This week I confess about diapers…

Confession #1: We use wipes.
Now for some of you this might seem like a cop out as who doesn’t use wipes? Well…lots of people. Many people who us cloth diapers like us, choose to use cloth wipes, or buy wipes that only contain natural ingredients or even make their own. My natural mom side loves these ideas, can get excited about these ideas and has even tried them…but the motivation to continue using them never lasts as we just don’t find them as convenient all the way around. Nope, this prada mom uses regular old chemical laden wipes. Ok, ok, I do have standards and tried to choose ones with the least amount but still…it is what it is…a wipe.
(And just for the record, we did start out buying the very expensive natural wipes with no chemicals but they made baby’s skin rash up everytime…)

Confession #2: There are disposable diapers in our house.
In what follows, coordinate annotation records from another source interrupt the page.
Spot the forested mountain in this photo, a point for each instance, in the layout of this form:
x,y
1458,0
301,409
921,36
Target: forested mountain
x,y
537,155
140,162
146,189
A few weeks ago we went to get Ella dressed. She looked cute in her jeans and shirt and off we went quite happy with our cute baby. That is until we put her down on the ground and she could barely sit let alone crawl. Sure natural mom was on my right shoulder nodding her head approvingly as she looked on happy to see babe in a cloth diaper as prada mom sat on the left shaking her head with her hand on her hip. Prada mom won out, it was decided that when we go out and Ella is wearing clothes that she will wear a disposable diaper for her comfort and to fill this prada mom’s need for her baby to look like a normal shaped baby with a cute bottom.